The British Library has already started moving away from on-premise systems in general, stating “We expect the balance between cloud-based and onsite technologies to shift substantially towards the former in the next 18 months.”
Cloud-based backup solutions are known to offer a number of security benefits over on-premise offerings, such as:
Offsite Data Storage: Cloud backups are commonly stored in geographically dispersed data centers, and are therefore protected from local disasters such as fire, theft and floods. Data centers offer several layers of redundancy, ensuring that data remains accessible even if your physical location is compromised.
Automatic Updates: Cloud providers automatically update and patch their systems, ensuring that backups are protected against the latest threats.
Encryption: In contrast to on-premise backups which may not have robust encryption, reputable cloud providers encrypt data in transit and at rest, ensuring that unauthorized access is impossible even if the data is intercepted.

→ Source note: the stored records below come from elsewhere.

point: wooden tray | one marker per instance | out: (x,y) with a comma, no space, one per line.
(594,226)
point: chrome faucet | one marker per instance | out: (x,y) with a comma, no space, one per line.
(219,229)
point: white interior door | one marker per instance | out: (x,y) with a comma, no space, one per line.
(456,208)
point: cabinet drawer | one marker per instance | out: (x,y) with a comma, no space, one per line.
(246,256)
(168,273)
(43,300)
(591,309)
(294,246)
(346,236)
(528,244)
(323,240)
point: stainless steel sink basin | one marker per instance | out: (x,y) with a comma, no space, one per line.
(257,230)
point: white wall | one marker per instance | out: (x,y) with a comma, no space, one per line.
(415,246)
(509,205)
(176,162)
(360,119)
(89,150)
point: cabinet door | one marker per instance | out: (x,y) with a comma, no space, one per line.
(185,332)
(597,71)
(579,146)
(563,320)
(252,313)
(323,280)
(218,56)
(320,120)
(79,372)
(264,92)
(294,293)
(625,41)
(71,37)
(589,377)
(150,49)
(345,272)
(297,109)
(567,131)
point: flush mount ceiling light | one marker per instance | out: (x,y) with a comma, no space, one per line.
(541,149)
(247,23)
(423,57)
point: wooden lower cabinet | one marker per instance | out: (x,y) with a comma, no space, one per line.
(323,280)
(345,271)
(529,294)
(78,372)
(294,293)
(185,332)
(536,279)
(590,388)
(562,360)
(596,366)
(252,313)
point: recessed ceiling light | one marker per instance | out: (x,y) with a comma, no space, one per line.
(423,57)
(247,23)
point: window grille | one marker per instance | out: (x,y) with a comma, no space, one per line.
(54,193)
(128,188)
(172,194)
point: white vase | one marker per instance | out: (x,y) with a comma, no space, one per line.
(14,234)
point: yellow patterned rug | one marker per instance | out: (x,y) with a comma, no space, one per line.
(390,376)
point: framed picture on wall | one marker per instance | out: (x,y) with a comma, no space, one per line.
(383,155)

The British Library cyber-attack highlights the critical need for stringent security measures around all backup systems and the importance of controlling access to these backups. At Odaseva, we understand that backup isn’t just about data recovery; it is a critical component of security. This is where our Zero Trust approach and no-view provider model become indispensable. Specifically:
Zero Trust Architecture: With Odaseva’s Zero Trust architecture, your data is always encrypted, secured and not visible to any operator of the system. This approach significantly reduces the risk of insider threats and compromised credentials leading to a breach.
No-View Provider: As a no-view provider, Odaseva ensures that our Managed Service teams, your admins, and any authorized third parties can manage backups and restore your data without ever having access to the data itself. This maintains a strict continuum of protection and ensures that your data remains secure, even if credentials are compromised.
Encryption: From the moment it enters Odaseva’s systems, every bit of your data is protected with your own encryption key, ensuring that only authorized individuals can access it. This prevents attackers from easily stealing data, even if they gain access to the network.
And for the most sensitive data, Odaseva offers a true end-to-end encryption solution where data is protected before it leaves your own trusted network.
Regulatory Compliance: Our platform helps organizations meet and exceed compliance standards such as HIPAA, GDPR, and SOX, providing robust data protection measures that adapt to evolving legislative requirements.
Auditability and Monitoring: Odaseva provides comprehensive audit logs and continuous monitoring, crucial for managing your backup use and providing a clear audit trail. This aligns with key regulations and enhances organizational resilience against cyber-attacks.
The British Library cyber-attack serves as a stark reminder of the importance of securing backup systems. With attackers increasingly targeting backups to exfiltrate data, implementing a Zero Trust architecture and ensuring that backup management is handled by a no-view provider like Odaseva is essential. By securing backups with Odaseva, organizations can confidently protect their critical data from cyber-attacks, ensuring business continuity and compliance with global standards.
Details came from the British Library’s ‘Learning Lessons from the Cyber-Attack’ document, published in March 2024.